BERKELEY — When Vernard Lewis was a little boy, he hunted grasshoppers and fed them to harvester ants. When he brought home bugs he’d trapped in jars, his grandmother told him to “release those creatures.” Lewis did — on the living room floor. His defiance earned him a whipping, but that didn’t stop him.
Lewis would follow his early passion to become a respected global urban entomologist — an expert in household and structural pests. During a colorful 35-year-career, the 66-year-old Hayward resident has taken the war against termites to the slums of Pakistan and Chile, tangled with bed bugs and mass murderer Charles Manson in San Quentin, chomped on Rice Krispies treats made with mealworms, and built a state-of-the-art “villa” where insects can check in but never leave.
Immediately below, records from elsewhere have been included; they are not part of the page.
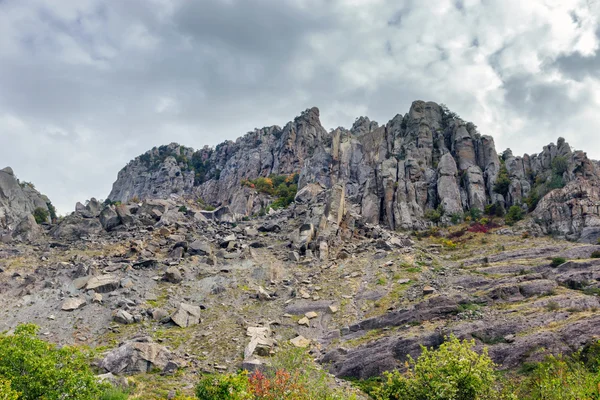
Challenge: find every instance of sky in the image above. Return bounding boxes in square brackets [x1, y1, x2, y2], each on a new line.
[1, 0, 600, 214]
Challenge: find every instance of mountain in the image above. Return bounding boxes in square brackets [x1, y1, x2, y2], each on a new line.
[108, 101, 600, 243]
[3, 101, 600, 398]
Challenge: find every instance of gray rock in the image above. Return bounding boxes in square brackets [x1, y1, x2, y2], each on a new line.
[0, 167, 51, 230]
[12, 214, 43, 242]
[171, 303, 201, 327]
[113, 309, 135, 324]
[164, 266, 183, 283]
[100, 336, 176, 374]
[189, 239, 212, 256]
[86, 275, 121, 293]
[61, 297, 86, 311]
[99, 207, 121, 231]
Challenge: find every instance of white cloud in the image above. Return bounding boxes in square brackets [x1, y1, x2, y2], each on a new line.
[0, 0, 599, 214]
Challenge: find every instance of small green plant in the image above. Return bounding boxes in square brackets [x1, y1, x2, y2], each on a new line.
[99, 387, 129, 400]
[373, 335, 497, 400]
[450, 213, 463, 224]
[469, 208, 482, 221]
[196, 372, 252, 400]
[550, 257, 567, 267]
[505, 205, 524, 226]
[546, 301, 560, 311]
[425, 205, 444, 224]
[591, 251, 600, 259]
[32, 207, 49, 224]
[178, 205, 188, 213]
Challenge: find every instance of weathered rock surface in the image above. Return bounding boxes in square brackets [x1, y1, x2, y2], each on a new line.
[171, 303, 201, 327]
[101, 337, 177, 374]
[105, 102, 600, 241]
[0, 167, 52, 230]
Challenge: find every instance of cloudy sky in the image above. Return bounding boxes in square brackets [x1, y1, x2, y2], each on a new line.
[1, 0, 600, 214]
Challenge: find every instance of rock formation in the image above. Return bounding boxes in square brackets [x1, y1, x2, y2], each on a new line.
[0, 167, 53, 230]
[107, 101, 600, 243]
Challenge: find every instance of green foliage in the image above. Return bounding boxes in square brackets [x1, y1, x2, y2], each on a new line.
[425, 205, 444, 224]
[551, 156, 569, 175]
[196, 372, 252, 400]
[242, 174, 299, 210]
[0, 324, 105, 400]
[485, 203, 505, 218]
[547, 173, 565, 190]
[0, 378, 19, 400]
[592, 251, 600, 259]
[505, 205, 524, 226]
[450, 213, 463, 225]
[493, 163, 511, 197]
[99, 387, 129, 400]
[46, 201, 57, 222]
[550, 257, 567, 267]
[374, 335, 497, 400]
[32, 207, 49, 224]
[195, 347, 355, 400]
[469, 208, 482, 221]
[511, 355, 600, 400]
[178, 205, 188, 213]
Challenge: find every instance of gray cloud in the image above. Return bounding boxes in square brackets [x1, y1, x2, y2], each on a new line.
[1, 0, 599, 214]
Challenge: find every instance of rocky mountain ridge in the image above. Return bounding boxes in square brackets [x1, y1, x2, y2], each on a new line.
[108, 101, 600, 243]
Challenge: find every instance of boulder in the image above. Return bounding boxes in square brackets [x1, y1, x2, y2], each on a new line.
[113, 309, 135, 324]
[86, 275, 121, 293]
[189, 239, 212, 256]
[171, 303, 201, 327]
[12, 215, 42, 242]
[100, 337, 177, 374]
[61, 297, 86, 311]
[99, 207, 121, 231]
[164, 266, 183, 283]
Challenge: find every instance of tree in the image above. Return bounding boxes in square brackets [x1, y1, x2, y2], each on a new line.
[0, 324, 105, 400]
[375, 335, 497, 400]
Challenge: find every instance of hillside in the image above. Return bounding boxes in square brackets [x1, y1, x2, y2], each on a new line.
[1, 101, 600, 398]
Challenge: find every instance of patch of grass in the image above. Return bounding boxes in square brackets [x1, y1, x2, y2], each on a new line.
[546, 301, 560, 311]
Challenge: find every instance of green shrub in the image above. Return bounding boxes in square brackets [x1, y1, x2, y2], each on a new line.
[469, 208, 482, 221]
[512, 355, 600, 400]
[374, 335, 497, 400]
[46, 201, 58, 222]
[178, 205, 188, 213]
[493, 164, 511, 196]
[551, 156, 569, 175]
[550, 257, 567, 267]
[505, 205, 524, 226]
[0, 324, 105, 399]
[99, 387, 129, 400]
[450, 213, 463, 224]
[195, 372, 252, 400]
[32, 207, 49, 224]
[425, 205, 444, 224]
[0, 378, 19, 400]
[592, 251, 600, 259]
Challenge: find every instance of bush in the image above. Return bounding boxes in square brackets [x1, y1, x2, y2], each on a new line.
[0, 324, 105, 400]
[469, 208, 482, 221]
[178, 205, 188, 213]
[374, 335, 497, 400]
[0, 378, 19, 400]
[550, 257, 567, 267]
[505, 205, 524, 226]
[450, 213, 463, 224]
[196, 372, 252, 400]
[196, 347, 354, 400]
[493, 164, 511, 196]
[485, 203, 505, 218]
[592, 251, 600, 259]
[512, 355, 600, 400]
[425, 205, 444, 224]
[551, 156, 569, 175]
[99, 387, 129, 400]
[32, 207, 49, 224]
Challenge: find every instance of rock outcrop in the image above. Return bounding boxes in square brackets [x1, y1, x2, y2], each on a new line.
[106, 101, 600, 242]
[0, 167, 52, 230]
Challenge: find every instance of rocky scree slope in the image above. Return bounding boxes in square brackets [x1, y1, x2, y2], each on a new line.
[3, 192, 600, 397]
[108, 101, 600, 243]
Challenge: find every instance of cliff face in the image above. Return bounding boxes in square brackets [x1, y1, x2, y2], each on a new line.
[0, 167, 51, 229]
[107, 101, 600, 242]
For the past 26 years, Lewis has been a specialist at UC Cooperative Extension, University of California’s agricultural experiment station. He retired from that post last month, but it’s no cause for celebration for termites.
“I retired from my academic position, but I didn’t retire from the profession,” said Lewis, who will stay on as an emeritus professor and consultant.
Lewis’ work has focused on eradicating structural pests — mostly termites, bed bugs and beetles. Over the years, he’s published 150 papers, given hundreds of presentations and chaired the United Nations’ termite dream team: the Global Termite Expert Group. He also ran his own pest control company. Last year, Lewis was inducted into the Pest Management Professionals Hall of Fame. He is one of the rare African-American entomologists in North America and the first at UC Berkeley.